The Russian Infantry advances on the Russian right. These troops were based for the Koenigkrieg rules but strapping two battalions together made for a good unit for Black Powder.

Another view of Andy's cavalry brigade

Andy's commanding general - on loan from my wife's Bavarian army.

The cavalry melee with the Cossacks still in attendance.

A (bad) photo of Andy's first-on-the-table infantry brigade... Fusiliers all.

The Russian Horse Guards with the brigadier.
The white rings designate casualties and the turned stand in the horse grenadier formation indicates disorder which really makes a mess of your plans. Command is very much like Rick Priestly's Warmaster, which should be no surprise since he wrote Black Powder as well. Depending on how good your general is, double or even triple moves are possible. However, so are nasty "blunders."

Dragoons vs. dragoons
So the Cossacks ran away, and the Horse Guards eventually fell back again due to a blundered roll in an attempt to rally them (and remove casualties.) (Casualties in Black Powder are more of an indicator of morale than actual losses in the unit.) The infantry kept coming up with all but the reserves on the board. We agreed that the reserves could not be deployed until one brigade broke and ran. Cannon began to fire with some small effect due to long range. Then the dreaded curfew hit. My son had fencing practise this evening and we had to leave.
For the Seven Years War, Black Powder seems to work fine. It is quite playable and has a great feel for the period. Rules where casualties are not removed are not everyone's cup of tea, but I think it works well for this set of rules.
It was really good to play SYW gaming again. In retrospect, I think I should've put the Cossacks in the front line rather than behind the horse grenadiers. One thing I can't get around is the poor quality of the Russian generals. This is historical for this period; many of the Russian officer corps were known for their laziness and their lack of thought, independent or other-wise. We'll no matter what, I'm looking forward to our next outing with Der Alte Fritz, von Brown, and the boys. We'll also need more time.

The horse grenadiers take on a regiment of dragoons who were recently promoted to Prussian!

Actually of all the Russian cavalry, the plain old vanilla dragoons acquitted themselves the best.
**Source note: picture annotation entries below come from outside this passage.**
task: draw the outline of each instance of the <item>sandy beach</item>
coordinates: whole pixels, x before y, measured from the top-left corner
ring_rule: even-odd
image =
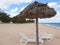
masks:
[[[54,39],[46,45],[60,45],[60,29],[39,24],[40,34],[54,34]],[[0,24],[0,45],[20,45],[20,32],[26,33],[28,36],[35,35],[35,24]],[[28,44],[31,45],[31,44]]]

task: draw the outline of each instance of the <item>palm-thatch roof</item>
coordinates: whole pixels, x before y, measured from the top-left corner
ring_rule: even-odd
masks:
[[[50,8],[47,4],[35,1],[20,12],[19,16],[26,18],[36,18],[36,16],[38,16],[38,18],[50,18],[55,16],[55,14],[55,10]]]

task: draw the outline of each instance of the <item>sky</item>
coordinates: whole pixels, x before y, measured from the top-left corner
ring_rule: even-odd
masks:
[[[48,3],[49,7],[56,10],[56,16],[52,18],[39,19],[39,23],[60,23],[60,1],[59,0],[0,0],[0,9],[10,15],[18,15],[27,5],[34,1]]]

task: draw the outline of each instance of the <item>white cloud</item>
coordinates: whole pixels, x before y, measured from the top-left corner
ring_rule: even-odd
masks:
[[[10,10],[10,12],[15,13],[18,11],[18,8],[16,7],[15,9]]]
[[[6,13],[10,14],[10,17],[16,16],[19,14],[18,8],[11,9],[9,12],[5,11]]]
[[[50,3],[48,3],[48,5],[49,5],[50,7],[55,7],[55,6],[57,6],[57,3],[56,3],[56,2],[50,2]]]
[[[58,2],[50,2],[50,3],[48,3],[48,6],[53,7],[55,9],[60,8],[60,4],[58,4]]]
[[[32,0],[0,0],[0,8],[7,9],[11,4],[21,4],[32,2]]]

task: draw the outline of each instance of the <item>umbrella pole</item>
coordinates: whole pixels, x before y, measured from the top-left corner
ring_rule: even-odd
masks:
[[[36,17],[36,45],[39,45],[39,36],[38,36],[38,17]]]

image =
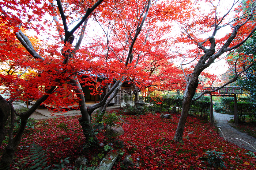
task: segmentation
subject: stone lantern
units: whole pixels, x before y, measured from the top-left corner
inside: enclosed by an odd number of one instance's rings
[[[142,100],[142,97],[140,97],[139,99],[135,103],[136,104],[136,108],[138,109],[143,109],[144,108],[143,105],[146,104],[145,102]]]

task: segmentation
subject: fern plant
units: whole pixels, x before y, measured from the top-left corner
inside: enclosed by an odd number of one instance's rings
[[[30,151],[30,154],[32,155],[29,157],[30,159],[29,161],[33,161],[30,163],[31,166],[27,170],[46,170],[50,168],[50,166],[46,166],[48,157],[46,156],[45,151],[42,150],[42,147],[33,142]]]
[[[220,167],[226,168],[225,163],[222,161],[223,153],[218,152],[215,149],[214,150],[208,150],[205,153],[208,155],[207,159],[210,165],[213,165],[215,167]]]

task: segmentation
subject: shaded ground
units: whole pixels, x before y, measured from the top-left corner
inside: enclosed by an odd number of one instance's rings
[[[256,152],[256,150],[244,141],[239,139],[232,139],[237,138],[248,142],[255,148],[256,148],[256,139],[246,133],[243,133],[236,129],[231,126],[228,121],[234,119],[234,115],[226,115],[214,112],[215,123],[217,127],[219,127],[223,133],[225,138],[228,141],[232,142],[236,145],[243,147],[248,150]],[[219,133],[221,136],[223,137],[221,133]]]

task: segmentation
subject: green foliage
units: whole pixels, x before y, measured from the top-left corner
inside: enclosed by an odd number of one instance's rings
[[[234,98],[232,97],[221,98],[221,105],[222,107],[223,111],[226,113],[233,113],[234,109],[231,106],[231,103],[234,102]]]
[[[118,122],[118,116],[115,112],[107,113],[103,116],[103,122],[110,127],[114,126],[115,124]]]
[[[234,110],[234,103],[230,104]],[[237,112],[238,123],[255,122],[256,120],[256,103],[248,102],[237,102]],[[247,118],[246,116],[248,118]]]
[[[163,111],[171,111],[172,106],[175,106],[178,109],[181,108],[182,96],[180,95],[160,97],[156,96],[144,97],[145,102],[149,103],[147,109],[155,112]]]
[[[123,100],[124,103],[125,104],[128,104],[129,102],[133,101],[133,97],[132,96],[124,96],[121,98],[121,100]]]
[[[99,164],[99,158],[97,157],[94,157],[91,160],[90,163],[93,166],[97,166]]]
[[[113,149],[113,148],[108,144],[104,146],[104,149],[105,150],[105,151],[108,151]]]
[[[190,111],[193,111],[196,115],[207,119],[209,115],[210,106],[210,102],[198,100],[191,103]]]
[[[30,159],[29,161],[32,161],[30,164],[31,165],[27,169],[37,170],[45,170],[48,169],[51,166],[46,166],[48,157],[46,157],[47,154],[45,151],[42,149],[42,147],[33,142],[30,149],[30,154],[31,155],[30,156]]]
[[[223,111],[223,109],[222,106],[221,105],[216,105],[214,106],[215,111],[218,113],[221,113]]]
[[[211,97],[210,96],[204,96],[204,101],[206,102],[211,101]]]
[[[29,110],[29,108],[26,107],[22,107],[20,108],[18,108],[16,110],[16,112],[18,114],[20,114],[22,113],[24,113]]]
[[[54,168],[52,169],[52,170],[62,170],[64,169],[66,167],[66,165],[69,163],[69,161],[68,159],[70,157],[68,157],[64,160],[61,160],[61,164],[60,165],[53,164],[55,167]]]
[[[56,127],[65,131],[67,131],[68,129],[68,125],[63,122],[58,124]]]
[[[226,167],[224,165],[225,163],[222,160],[223,157],[222,155],[224,154],[223,153],[218,152],[214,150],[208,151],[205,153],[208,155],[207,161],[210,165],[213,166],[215,167],[226,168]]]

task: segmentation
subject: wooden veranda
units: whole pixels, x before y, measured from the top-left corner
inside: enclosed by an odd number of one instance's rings
[[[213,104],[212,103],[212,96],[222,96],[224,97],[234,97],[234,119],[236,125],[238,124],[238,115],[237,113],[237,95],[243,94],[244,91],[242,86],[226,86],[214,92],[218,93],[218,94],[213,94],[214,91],[220,87],[204,87],[204,91],[210,91],[206,93],[210,93],[211,95],[211,107],[210,110],[210,122],[213,123]]]

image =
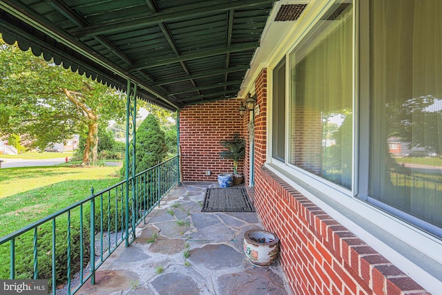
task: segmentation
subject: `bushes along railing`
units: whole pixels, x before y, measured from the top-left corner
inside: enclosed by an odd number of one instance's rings
[[[175,156],[0,239],[1,279],[48,279],[76,292],[179,180]],[[128,189],[128,199],[126,190]],[[135,193],[132,193],[135,189]],[[126,211],[126,209],[128,209]]]

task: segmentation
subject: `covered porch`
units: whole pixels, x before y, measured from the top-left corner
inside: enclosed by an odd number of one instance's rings
[[[77,294],[291,294],[278,260],[260,267],[246,259],[244,233],[262,228],[256,212],[201,212],[211,187],[219,185],[185,182],[171,189],[137,226],[132,245],[121,245],[95,285],[88,280]]]

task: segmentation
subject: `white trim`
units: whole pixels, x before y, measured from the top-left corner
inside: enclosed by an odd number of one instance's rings
[[[265,166],[432,294],[442,289],[442,241],[356,198],[275,164]],[[307,184],[308,183],[308,184]]]

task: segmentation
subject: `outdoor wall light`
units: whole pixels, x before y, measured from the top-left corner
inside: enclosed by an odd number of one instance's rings
[[[240,116],[244,116],[244,115],[245,115],[246,107],[244,106],[244,104],[242,104],[242,102],[241,102],[241,106],[240,106],[240,108],[238,108],[238,110],[240,111]]]
[[[256,102],[256,99],[250,95],[250,93],[247,93],[247,97],[246,99],[246,108],[249,111],[253,111]]]

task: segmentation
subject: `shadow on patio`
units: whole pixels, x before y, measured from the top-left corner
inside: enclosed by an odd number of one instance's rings
[[[202,213],[206,189],[184,182],[137,228],[137,239],[104,262],[80,294],[288,294],[279,260],[259,267],[246,259],[244,233],[262,228],[256,213]],[[152,240],[155,240],[152,242]]]

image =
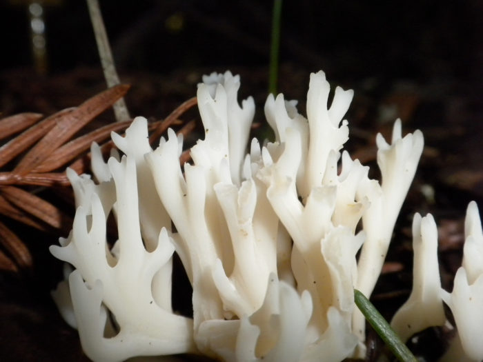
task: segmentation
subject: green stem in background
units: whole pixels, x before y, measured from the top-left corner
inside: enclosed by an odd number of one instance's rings
[[[369,300],[357,289],[354,290],[355,305],[362,312],[369,324],[384,341],[396,358],[402,362],[417,362],[417,359],[402,343],[401,339],[391,328],[389,323],[375,309]]]
[[[272,14],[272,41],[270,49],[270,69],[268,92],[277,95],[277,80],[278,79],[278,56],[280,47],[280,18],[282,15],[282,0],[273,0]]]
[[[106,82],[108,83],[108,88],[117,86],[121,82],[116,72],[116,67],[114,66],[114,59],[110,51],[109,40],[106,32],[99,1],[97,0],[87,0],[87,6],[89,8],[89,14],[92,22],[94,34],[97,43],[97,50],[99,50],[99,56],[101,58],[101,63],[102,64],[102,70],[104,72]],[[129,117],[129,112],[124,98],[120,99],[114,103],[112,108],[114,108],[116,120],[118,122],[129,121],[131,119]]]

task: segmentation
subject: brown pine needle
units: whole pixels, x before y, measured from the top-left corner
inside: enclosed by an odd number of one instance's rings
[[[40,219],[50,226],[60,229],[63,221],[71,221],[70,218],[64,215],[57,208],[30,192],[13,186],[2,188],[1,192],[3,197],[13,205]]]
[[[32,266],[32,255],[27,247],[3,223],[0,222],[0,239],[1,243],[7,249],[8,253],[17,262],[17,265],[22,268]]]
[[[66,114],[46,136],[22,159],[13,172],[26,174],[41,163],[57,148],[68,140],[83,125],[110,107],[126,94],[129,86],[109,88],[88,99],[70,114]]]
[[[42,118],[40,113],[19,113],[0,121],[0,139],[9,137],[12,134],[23,131],[30,127]]]
[[[66,108],[47,117],[0,147],[0,167],[5,165],[16,156],[33,145],[53,128],[59,119],[72,112],[73,109]]]

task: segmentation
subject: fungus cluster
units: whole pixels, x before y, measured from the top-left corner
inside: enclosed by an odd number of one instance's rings
[[[319,72],[310,75],[307,118],[295,101],[270,95],[265,115],[275,141],[253,139],[247,152],[255,104],[248,98],[240,106],[239,85],[229,72],[204,77],[197,98],[205,137],[191,148],[190,164],[180,165],[183,140],[173,130],[152,150],[146,119],[137,117],[125,137],[112,134],[121,157],[115,152],[106,163],[92,145],[94,179],[68,170],[77,209],[70,234],[50,248],[70,265],[53,294],[93,361],[179,353],[229,361],[364,355],[364,320],[353,289],[369,296],[374,288],[422,134],[402,137],[397,120],[391,143],[378,134],[382,182],[369,179],[368,168],[342,151],[353,92],[337,87],[328,106],[330,86]],[[119,235],[112,245],[111,214]],[[441,325],[444,301],[461,350],[482,359],[481,344],[472,341],[473,328],[483,325],[475,204],[451,294],[439,282],[432,217],[416,215],[413,232],[414,290],[393,326],[407,339]],[[193,287],[193,318],[173,312],[174,252]],[[404,330],[408,321],[411,330]]]

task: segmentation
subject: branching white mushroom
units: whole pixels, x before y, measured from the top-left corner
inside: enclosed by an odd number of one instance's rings
[[[70,234],[51,252],[75,270],[54,295],[94,361],[188,352],[336,362],[364,350],[353,289],[368,296],[375,285],[422,134],[402,138],[398,120],[391,144],[378,135],[382,182],[369,179],[368,168],[342,152],[353,93],[337,88],[329,106],[330,86],[319,72],[310,75],[307,118],[296,102],[269,96],[265,114],[276,139],[261,146],[254,139],[247,152],[255,105],[251,98],[239,105],[239,88],[229,72],[199,85],[205,136],[190,150],[191,164],[179,165],[183,140],[172,130],[152,150],[147,121],[137,117],[125,137],[112,134],[122,157],[115,152],[106,163],[92,145],[96,183],[68,171],[77,210]],[[466,314],[483,325],[475,208],[469,209],[463,268],[453,292],[442,296],[471,356],[482,351]],[[119,234],[113,245],[110,214]],[[399,330],[410,323],[404,338],[444,321],[435,228],[431,217],[415,217],[415,287],[393,321]],[[193,319],[172,311],[175,251],[193,286]]]

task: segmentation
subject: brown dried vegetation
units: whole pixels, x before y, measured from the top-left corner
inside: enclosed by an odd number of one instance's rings
[[[72,139],[123,97],[129,87],[116,86],[77,107],[46,118],[27,112],[0,119],[0,141],[3,143],[0,147],[0,270],[19,272],[32,268],[28,248],[12,224],[57,235],[70,229],[72,217],[56,205],[56,198],[60,199],[70,191],[66,168],[79,174],[88,171],[91,143],[103,142],[101,149],[108,154],[113,146],[112,141],[106,141],[110,132],[124,131],[130,121],[110,123]],[[192,98],[164,120],[150,123],[150,143],[153,144],[170,125],[181,124],[178,117],[196,103],[196,98]],[[191,121],[179,132],[186,134],[194,127]],[[186,154],[184,157],[187,159]],[[46,188],[56,195],[53,199],[42,197],[39,192]]]

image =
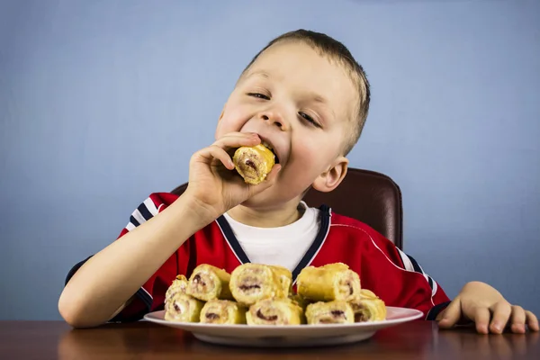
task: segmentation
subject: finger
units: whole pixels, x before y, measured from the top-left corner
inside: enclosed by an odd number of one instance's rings
[[[512,307],[507,302],[499,302],[491,308],[491,311],[493,311],[493,316],[490,324],[490,331],[500,334],[510,319]]]
[[[261,138],[254,132],[234,132],[218,139],[213,145],[229,149],[242,146],[256,146],[260,142]]]
[[[525,310],[521,306],[512,306],[512,315],[510,316],[510,329],[518,334],[525,333]]]
[[[199,156],[211,163],[214,158],[217,158],[227,167],[229,170],[234,169],[234,164],[230,156],[223,148],[217,145],[212,145],[199,151]]]
[[[490,310],[483,307],[476,307],[472,310],[472,318],[476,323],[476,331],[481,334],[489,334],[488,326],[490,325]]]
[[[507,337],[494,337],[494,338],[507,338]],[[523,356],[526,354],[526,338],[527,337],[508,337],[508,341],[510,342],[510,346],[512,346],[512,351],[514,354]],[[516,357],[516,356],[514,356]]]
[[[461,301],[459,298],[454,299],[450,302],[448,307],[445,309],[437,317],[439,327],[442,328],[449,328],[454,326],[461,319]],[[440,318],[439,318],[440,317]]]
[[[531,311],[525,311],[525,317],[526,319],[526,325],[528,326],[530,330],[538,331],[538,319],[536,315],[533,314]]]
[[[490,347],[498,359],[512,359],[514,352],[508,337],[485,337],[489,339]],[[492,357],[491,357],[492,358]]]

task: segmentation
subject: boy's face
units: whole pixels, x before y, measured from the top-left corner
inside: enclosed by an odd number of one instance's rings
[[[356,94],[345,70],[306,44],[284,41],[258,57],[216,129],[216,139],[232,131],[257,133],[283,166],[276,184],[245,205],[279,206],[311,185],[329,191],[326,184],[339,183],[332,170],[346,170],[341,152]]]

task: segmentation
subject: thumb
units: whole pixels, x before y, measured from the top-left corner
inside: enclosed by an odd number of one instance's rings
[[[436,320],[442,328],[450,328],[461,319],[461,300],[456,298],[437,317]]]
[[[265,181],[256,185],[249,185],[249,197],[262,193],[270,186],[274,185],[275,184],[275,180],[277,179],[277,173],[279,173],[281,169],[281,165],[274,165],[270,173],[268,173],[266,176]]]

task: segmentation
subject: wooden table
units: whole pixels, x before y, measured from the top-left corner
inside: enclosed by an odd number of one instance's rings
[[[441,331],[434,322],[418,320],[354,345],[260,349],[205,344],[149,322],[74,330],[61,321],[0,321],[0,359],[540,359],[539,337]]]

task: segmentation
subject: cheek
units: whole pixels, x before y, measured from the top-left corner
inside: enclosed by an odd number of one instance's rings
[[[220,138],[229,132],[239,131],[248,119],[247,112],[240,108],[227,110],[218,122],[216,138]]]

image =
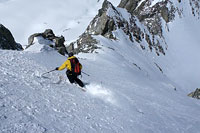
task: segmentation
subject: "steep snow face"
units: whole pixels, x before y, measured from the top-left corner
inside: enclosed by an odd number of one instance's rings
[[[111,2],[116,6],[120,0]],[[3,0],[0,1],[0,23],[22,45],[27,45],[33,33],[49,28],[71,42],[84,32],[102,3],[103,0]]]
[[[86,92],[65,71],[41,77],[66,60],[54,51],[0,51],[0,131],[198,132],[199,102],[119,36],[119,42],[98,36],[99,54],[78,55],[90,74],[81,78]]]

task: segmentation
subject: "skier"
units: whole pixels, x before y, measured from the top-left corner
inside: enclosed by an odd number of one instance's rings
[[[84,87],[83,82],[78,78],[81,75],[82,65],[79,60],[74,56],[72,52],[68,54],[67,60],[60,66],[56,67],[55,70],[63,70],[67,68],[66,75],[70,83],[77,83],[80,87]]]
The Cossacks ran off (no big surprise), the Horse Guards panicked and fell back due to a blunder, and the horse grenadiers got knocked around far more than the dragoons who took a good deal of punishment but stood their ground!

The better-generaled Russian infantry brigade in their sleeved waistcoats. In this period, the Russian infantry often left their green coats in the baggage and fought in their red waistcoats

Andy advances his brigade of fusiliers in support of the cavalry.

Another view of the waistcoat crew. The Horse Guards have fallen back through them and the horse grenadiers are in trouble in the distance. It's also been raining dice.

The Prussian advance continues.

Der Alte Fritz's Brummer - the Prussian artillery

The far right brigade FINALLY reached the hill and unlimbered their artillery. I'm unjustly proud of my hand-painted flags. The Archangel Regiment with their red-brown gaiters is in the forefront.

Andy's trailing brigade.
One regiment is of "hat-men", regular line infantry in tricorn hats rather than fusiliers in their low mitre caps.
A late photo from Andy - a great overview of the field from the Prussian side

Another from Andy - Looking down the road from the village

I'm getting to like Black Powder more and more. I'm hoping to use it for ACW in particular. I want to thank Cecil and Tim at The Games Chamber for allowing us to use their table space this afternoon. And we were out in time for this evening's game league play!


  1. It is a fun set of rules isn't it?
    I use ~12 figure infantry and ~6 figure cavalry as my 'standard' sized units.
    I really like the flexible basing, and not counting figures so you can use up odd figures or field a battalion that is short one or two and not worry.

    1. It certainly is, James. I'm sold on them. I'm not quite ready to convert all my Napoleonics from "Shako" to "Black Powder" but I can strap 3 of those small units together to play.

  2. Looks great. Good battle report.